More research is also needed on how to encourage systems thinking in climate change communication and to assess the extent to which these approaches can support the adoption of beliefs aligned with the conclusions of climate science. For example, the public is generally unaware of the complex and multifaceted process by which natural resources are used (e.g., energy use) because these systems are typically invisible to people (40). Similarly, basic misconceptions of global climate change and its causes (e.g., greenhouse gas emissions, energy consumption, deforestation) are also common (41). This lack of awareness and knowledge poses barriers to public engagement because many people do not understand how resource consumption influences the sustainability of natural systems (9, 42, 43). Communication that makes invisible systems visible and describes the interrelation between human action, the natural environment, and other domains such as public health and the economy (including the cobenefits of a sustainable natural environment) may help to promote systems thinking and an ecological worldview, and thus, proclimate views and behavior (44).

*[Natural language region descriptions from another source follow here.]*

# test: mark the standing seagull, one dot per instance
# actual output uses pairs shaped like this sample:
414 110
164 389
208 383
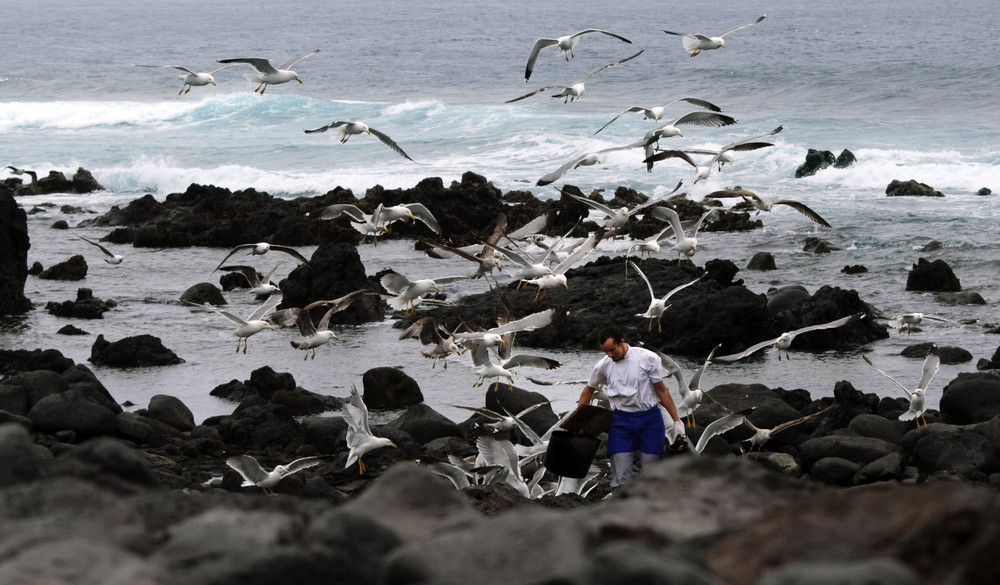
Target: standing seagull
190 78
762 204
350 128
574 91
703 171
268 74
360 439
263 248
916 411
657 306
114 258
695 43
564 44
784 341
683 244
254 474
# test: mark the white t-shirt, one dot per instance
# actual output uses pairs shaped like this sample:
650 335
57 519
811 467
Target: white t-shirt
630 380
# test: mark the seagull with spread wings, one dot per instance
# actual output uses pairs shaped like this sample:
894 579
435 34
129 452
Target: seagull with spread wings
916 396
112 258
703 171
254 474
263 248
695 43
191 78
784 341
762 204
575 90
315 335
360 439
566 44
269 75
350 128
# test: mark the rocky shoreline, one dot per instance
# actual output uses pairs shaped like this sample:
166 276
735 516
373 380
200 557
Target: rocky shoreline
90 491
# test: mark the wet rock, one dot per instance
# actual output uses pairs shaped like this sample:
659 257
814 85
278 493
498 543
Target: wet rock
84 182
385 387
762 261
132 352
73 269
14 246
84 307
971 398
816 160
819 246
204 292
170 410
934 276
912 187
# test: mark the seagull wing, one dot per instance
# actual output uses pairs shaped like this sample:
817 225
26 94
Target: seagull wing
233 251
677 289
718 427
295 60
259 63
538 46
390 143
249 468
895 381
420 211
603 67
334 124
102 248
291 252
804 210
743 26
303 463
931 364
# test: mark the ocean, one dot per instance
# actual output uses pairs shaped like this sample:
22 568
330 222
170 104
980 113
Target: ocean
911 88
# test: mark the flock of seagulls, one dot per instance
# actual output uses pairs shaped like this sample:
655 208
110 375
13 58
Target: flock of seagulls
492 350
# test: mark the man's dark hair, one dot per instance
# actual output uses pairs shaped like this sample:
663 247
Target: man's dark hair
609 332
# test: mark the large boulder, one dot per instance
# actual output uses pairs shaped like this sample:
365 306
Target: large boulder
132 352
934 276
13 256
912 187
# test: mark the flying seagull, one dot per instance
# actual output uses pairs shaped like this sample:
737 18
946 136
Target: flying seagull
268 74
762 204
656 112
695 43
574 91
350 128
254 474
191 78
112 258
703 171
566 44
784 341
916 396
263 248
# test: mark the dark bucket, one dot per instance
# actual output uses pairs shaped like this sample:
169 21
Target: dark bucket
570 454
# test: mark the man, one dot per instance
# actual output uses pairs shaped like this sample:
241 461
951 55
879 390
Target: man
635 389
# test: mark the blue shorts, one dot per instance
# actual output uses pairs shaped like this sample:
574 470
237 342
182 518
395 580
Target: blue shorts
636 431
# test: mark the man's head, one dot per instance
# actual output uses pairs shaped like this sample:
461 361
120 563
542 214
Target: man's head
612 343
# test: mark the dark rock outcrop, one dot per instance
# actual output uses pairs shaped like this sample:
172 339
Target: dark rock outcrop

To address environmental issues such as climate change, “we need populations equipped to conceptualize dynamic and complex problems, to work with transformational change, and to innovate solutions to emerging threats and disturbances” (ref. 2, p. 1). Climate change is a serious threat to ecosystems and human populations and represents one of the most complex systems problems society faces (36, 45). This study finds that systems thinking can encourage the adoption of an ecological worldview, which in turn can foster acceptance and understanding of climate change across people with different political views.